Aaron Coleman is the author of Threat Come Close (Four Way Books, 2018) and the chapbook, St. Trigger, selected by Adrian Matejka for the 2015 Button Poetry Prize. A Fulbright Scholar and Cave Canem Fellow, Aaron is the winner of the American Literary Translators Association’s Jansen Fellowship, the Tupelo Quarterly Poetry Contest, and The Cincinnati Review Schiff Award. His poems have appeared in journals including Boston Review, Callaloo, and New York Times Magazine. After completing an MFA at Washington University in St. Louis, Aaron is currently there as a PhD student in Comparative Literature studying poetry translation of the African Diaspora in the Americas.

 

Negro Reverend of an All-White Church, Pennsylvania 1941

 

For my Great Grandfather

Rotten eggs and overripe tomatoes fly
as they turn over in the air, passing
through the broad and open door I built
myself, however many years ago. I watch no longer

immigrant, new white children dart in and hurl their trash and words
mid-sermon: spook and nigger and spoiled food tumble in long arcs,
land in the lone aisle of the church I cut, nailed, and raised
with my hard-stretched hands, ever-gentle with the flesh of wood—

Somewhere inside I smile, wildly, remembering
how the Spirit moved their fair-skinned neighbors
to ask of me this tabernacle
and I obliged.

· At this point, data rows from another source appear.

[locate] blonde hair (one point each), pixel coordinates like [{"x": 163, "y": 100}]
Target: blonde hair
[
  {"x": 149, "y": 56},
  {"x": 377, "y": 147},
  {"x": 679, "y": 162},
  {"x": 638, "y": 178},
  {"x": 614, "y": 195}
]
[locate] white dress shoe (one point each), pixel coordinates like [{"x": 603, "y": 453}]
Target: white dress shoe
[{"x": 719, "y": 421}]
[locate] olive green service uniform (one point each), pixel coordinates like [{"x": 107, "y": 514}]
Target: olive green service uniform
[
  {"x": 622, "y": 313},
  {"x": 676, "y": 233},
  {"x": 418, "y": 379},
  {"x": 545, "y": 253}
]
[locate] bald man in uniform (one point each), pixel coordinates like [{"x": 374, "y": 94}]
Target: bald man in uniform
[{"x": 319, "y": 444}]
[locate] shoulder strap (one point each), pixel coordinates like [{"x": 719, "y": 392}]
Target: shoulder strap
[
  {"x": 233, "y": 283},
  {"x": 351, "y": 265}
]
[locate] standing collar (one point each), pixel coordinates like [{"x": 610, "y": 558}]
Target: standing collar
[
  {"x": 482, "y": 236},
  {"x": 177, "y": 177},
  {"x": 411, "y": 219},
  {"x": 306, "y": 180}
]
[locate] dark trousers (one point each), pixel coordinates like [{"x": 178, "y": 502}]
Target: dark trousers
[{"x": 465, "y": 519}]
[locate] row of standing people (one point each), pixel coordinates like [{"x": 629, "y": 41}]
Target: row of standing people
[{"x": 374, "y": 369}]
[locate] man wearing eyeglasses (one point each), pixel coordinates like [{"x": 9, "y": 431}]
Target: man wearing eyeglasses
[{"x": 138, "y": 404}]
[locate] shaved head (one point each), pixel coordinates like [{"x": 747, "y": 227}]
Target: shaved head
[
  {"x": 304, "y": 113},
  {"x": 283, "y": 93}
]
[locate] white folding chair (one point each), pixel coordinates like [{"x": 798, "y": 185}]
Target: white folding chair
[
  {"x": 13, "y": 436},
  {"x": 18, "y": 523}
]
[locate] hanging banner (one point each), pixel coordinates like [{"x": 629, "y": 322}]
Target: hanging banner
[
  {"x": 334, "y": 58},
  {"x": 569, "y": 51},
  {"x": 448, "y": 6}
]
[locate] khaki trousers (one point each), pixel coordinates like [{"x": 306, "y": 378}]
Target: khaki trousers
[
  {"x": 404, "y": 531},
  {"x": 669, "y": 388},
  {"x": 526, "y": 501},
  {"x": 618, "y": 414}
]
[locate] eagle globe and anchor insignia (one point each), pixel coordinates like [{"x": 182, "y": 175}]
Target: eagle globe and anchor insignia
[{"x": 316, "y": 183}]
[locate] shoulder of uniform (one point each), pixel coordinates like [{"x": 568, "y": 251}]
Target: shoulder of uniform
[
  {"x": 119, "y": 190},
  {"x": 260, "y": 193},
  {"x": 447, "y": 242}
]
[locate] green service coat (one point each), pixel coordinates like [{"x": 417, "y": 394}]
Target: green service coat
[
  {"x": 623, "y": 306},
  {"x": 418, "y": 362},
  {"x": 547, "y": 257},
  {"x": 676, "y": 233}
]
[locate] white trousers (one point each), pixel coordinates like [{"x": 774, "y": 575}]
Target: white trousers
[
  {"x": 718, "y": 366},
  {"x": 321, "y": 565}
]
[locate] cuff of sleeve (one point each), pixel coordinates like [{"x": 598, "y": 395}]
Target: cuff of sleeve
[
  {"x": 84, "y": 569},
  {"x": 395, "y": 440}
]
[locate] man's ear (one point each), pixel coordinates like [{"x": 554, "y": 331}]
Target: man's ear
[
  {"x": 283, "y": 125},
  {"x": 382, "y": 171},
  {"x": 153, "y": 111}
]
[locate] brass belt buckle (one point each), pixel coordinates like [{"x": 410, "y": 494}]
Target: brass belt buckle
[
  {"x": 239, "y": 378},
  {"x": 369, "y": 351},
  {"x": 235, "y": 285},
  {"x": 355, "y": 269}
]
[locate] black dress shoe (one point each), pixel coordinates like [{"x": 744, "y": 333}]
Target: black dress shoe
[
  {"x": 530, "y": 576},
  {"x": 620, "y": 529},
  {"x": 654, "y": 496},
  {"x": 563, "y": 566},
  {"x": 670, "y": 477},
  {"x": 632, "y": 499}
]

I have obliged so much so long—I learn

to risk belief. I bid my voice rise just as the foul mess splatters
all over His floor, to cover up the sound, to hold
the concentration of my white faithful
looping wounded language into new tongues:

this fervor we call grace – cry holy – their eyes riding my eyes,
my periphery on their periphery. Lord, help me
be what they need
me to be – help me, in my love for You, not to forget

what is eternal of myself. And family. My children of both wives, the Susquehanna
that claimed the burning lungs of my first love. I do not know

what will become of us. Of my many-skinned children. The end of days
seeps past the doorframe with hate lobbed from small hands, but a flood
of gospel-sweat and prayerful tears forces my eyes up

into the rafters I aligned for You, and them…
There may be no place for me in this river valley—
in this world, I lift You up. And call You Home.

 

Author’s Note

I’m becoming more and more interested in the intersections of family history and family legends. I’m both stunned and galvanized by the generations of my family that migrated from towns in the deep south and, on one side, from Pennsylvania to chase opportunities in Detroit. I recently spent time in one of my family’s ancestral towns, where my grandfather grew up in rural Pennsylvania and many of my cousins still live. My family was the rare black family in that area, and yet my great grandfather was called, one way or another, to build a church in and for that same town. Returning now as an adult, some of my oldest family members shared stories with me that I’d never heard before about the challenges of raising that church in that town. We even visited the site of the one-room church my great grandfather built and pastored. Overcome with the complexity of his story, both in that space and how it led to the making of my body, I felt called, one way or another, to write this persona poem in his voice. I’m still nervous about it. And yet, writing poems that explore the making of my family and shed light on little-known black American histories feels essential to the lessons I’m learning now about where I’ve come from and who I am.